How would you end that sentence? Is there ever a circumstance in which it is okay to abuse your children? I’m not referring to the debate over spanking—I’m talking about laws that are currently enacted in certain states that allow parents to physically abuse and murder their children because of a specific circumstance: religion.
This AP article explores the challenges that face courts trying cases involving parents who neglect their children’s health and well-being because of religious beliefs. Many states have exemptions for these parents that absolve them of their sins because they once read a book that said thinking really hard in an upward direction would cure their children’s ailments.
Apparently, it was not enough to have Pentecostal and Jehovah’s Witness parents literally getting away with murder. According to the article, religious exemptions are only now being publicly questioned because more people are claiming these exemptions apply to their less-popular belief systems, such as those found online:
Gregory P. Isaacs, an attorney for [appropriately named Universal Life Church child-murderer] Crank, who’s out on bond, argues that Tennessee’s religious exemption law is untested and too vague.
“It really has a tremendous amount of problems,” Isaacs said. “What is an organized religion and what is an ordained minister? What illnesses can you attempt to heal by faith? Those are the two pitfalls in the statute. That’s not what’s really clear.”
That this question even needs to be asked is, to me, remarkable. It is never okay to neglect a child’s health. Crank’s daughter died with a “tumor the size of a basketball” on her shoulder. It does not matter what religion Crank is and how many other people in the world buy into the same delusion, and it doesn’t matter how long ago her holy books were written. If Jesus Himself descended from the heavens and knocked on Crank’s door accompanied by a choir of angels and the Pope and Moses and Bill Donohue and a crowd of paparazzi, and commanded her to withhold medical treatment from her daughter, it is Crank’s duty as a parent to kick Jesus in the sack and go to the hospital. If she doesn’t, she is not fit to be a parent or a free human being.

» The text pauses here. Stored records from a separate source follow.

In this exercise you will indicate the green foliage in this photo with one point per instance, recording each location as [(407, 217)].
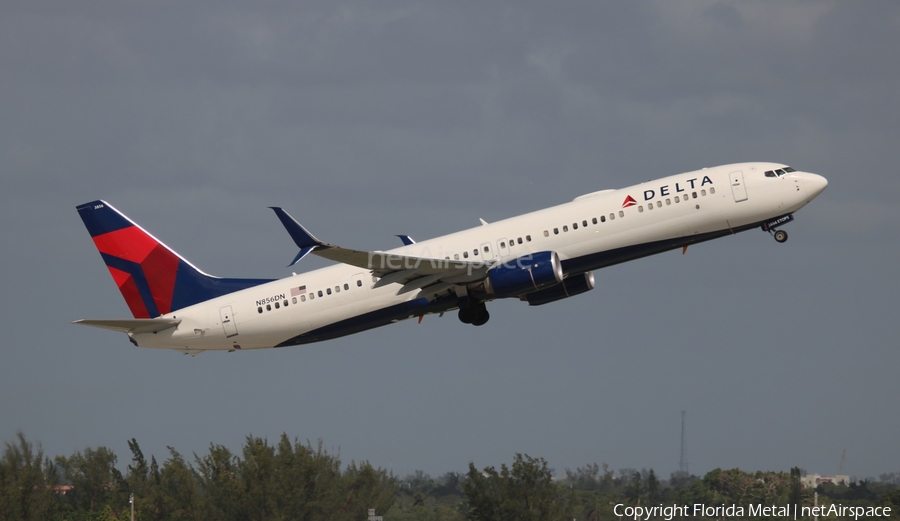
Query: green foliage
[(299, 481), (26, 481), (523, 492)]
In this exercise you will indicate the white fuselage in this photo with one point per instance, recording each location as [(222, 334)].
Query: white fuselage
[(591, 232)]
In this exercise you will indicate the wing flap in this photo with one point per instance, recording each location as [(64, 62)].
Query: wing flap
[(400, 268), (132, 325)]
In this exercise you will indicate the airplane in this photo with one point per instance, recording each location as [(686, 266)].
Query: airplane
[(539, 257)]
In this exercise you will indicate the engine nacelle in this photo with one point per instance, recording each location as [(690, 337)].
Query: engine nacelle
[(568, 288), (525, 274)]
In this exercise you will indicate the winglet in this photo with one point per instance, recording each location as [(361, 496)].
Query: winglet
[(407, 240), (302, 238)]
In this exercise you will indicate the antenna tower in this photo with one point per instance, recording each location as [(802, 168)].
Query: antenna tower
[(682, 464)]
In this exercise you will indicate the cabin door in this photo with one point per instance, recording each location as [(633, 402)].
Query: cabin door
[(738, 190), (228, 324)]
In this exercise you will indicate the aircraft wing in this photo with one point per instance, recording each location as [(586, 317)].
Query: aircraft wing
[(430, 275), (132, 325)]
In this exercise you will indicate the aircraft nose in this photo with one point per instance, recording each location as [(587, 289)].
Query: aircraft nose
[(816, 183)]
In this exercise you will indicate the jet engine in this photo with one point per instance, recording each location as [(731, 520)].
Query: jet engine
[(570, 287), (524, 275)]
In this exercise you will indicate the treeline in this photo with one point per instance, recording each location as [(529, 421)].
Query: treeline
[(289, 480)]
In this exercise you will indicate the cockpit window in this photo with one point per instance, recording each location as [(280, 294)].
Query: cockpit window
[(780, 172)]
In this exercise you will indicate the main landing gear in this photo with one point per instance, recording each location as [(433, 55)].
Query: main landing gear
[(475, 314)]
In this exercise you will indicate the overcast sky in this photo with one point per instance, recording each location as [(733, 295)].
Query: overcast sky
[(369, 119)]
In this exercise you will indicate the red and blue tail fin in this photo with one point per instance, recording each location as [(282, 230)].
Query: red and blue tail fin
[(153, 279)]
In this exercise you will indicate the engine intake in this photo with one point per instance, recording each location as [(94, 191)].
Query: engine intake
[(524, 274), (568, 288)]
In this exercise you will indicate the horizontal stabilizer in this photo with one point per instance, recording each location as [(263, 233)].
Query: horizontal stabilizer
[(132, 325)]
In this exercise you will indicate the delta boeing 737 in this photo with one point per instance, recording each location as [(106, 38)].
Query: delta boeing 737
[(539, 257)]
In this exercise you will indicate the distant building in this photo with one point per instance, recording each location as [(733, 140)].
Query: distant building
[(814, 480)]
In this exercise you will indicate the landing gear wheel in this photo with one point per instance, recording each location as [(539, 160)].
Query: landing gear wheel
[(475, 314), (482, 318)]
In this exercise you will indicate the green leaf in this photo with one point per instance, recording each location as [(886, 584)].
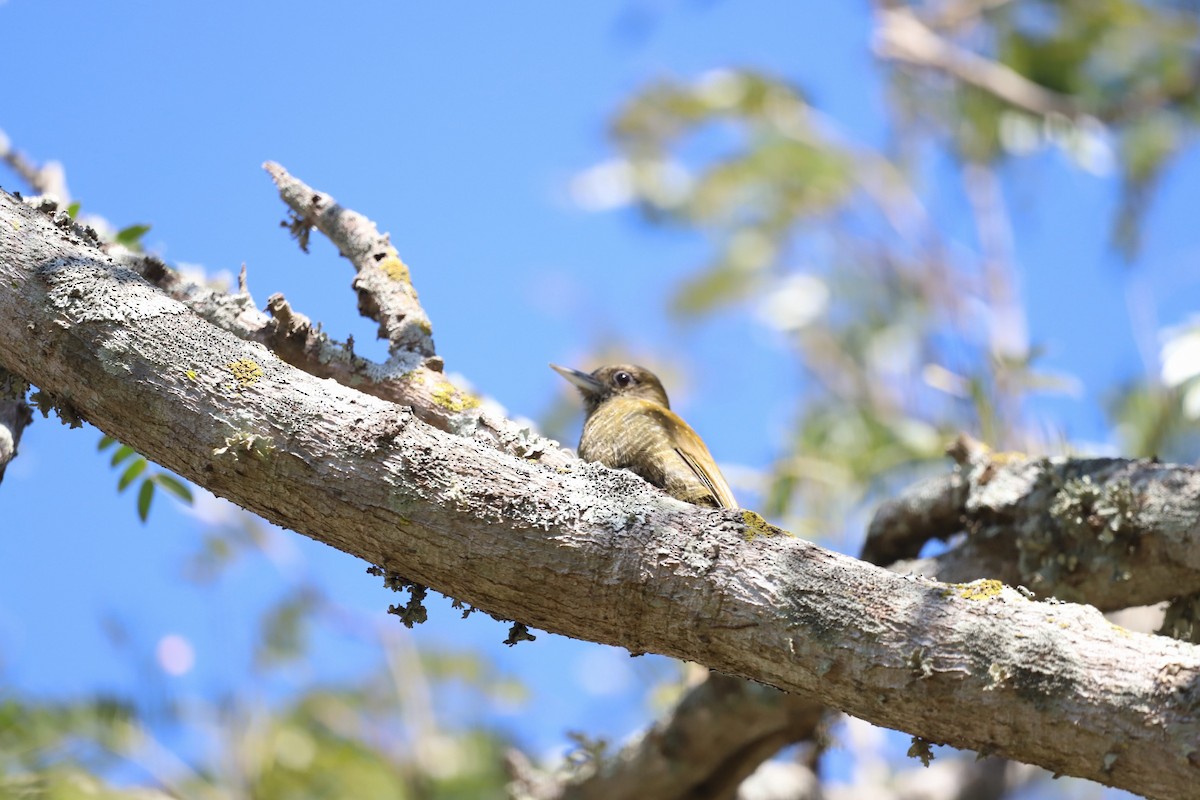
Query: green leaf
[(145, 497), (131, 236), (131, 474), (173, 485), (121, 453)]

Luckily, there are those out there who have a rational outlook on the question of religious exemptions. The article mentions Rita Swan, director of Children’s Healthcare is a Legal Duty, an organization focused on abolishing those exemptions nationwide. She gets the best quote in the entire article:
In the wake of the Wisconsin case, Swan said legislators there are considering a bill that would repeal the state’s religious exemption to its child abuse and neglect law.
“In the U.S. under the First Amendment, we’re not supposed to be establishing religion or carving out any preferences for prestigious religions,” Swan said. “The courts should not be giving any kind of deference to established denominations and making any distinctions.”
I couldn’t agree more. Rita’s organization sounds like a fabulous one, and I hope she keeps up the good fight until no more states allow parents to legally abuse and murder their children in the name of superstition.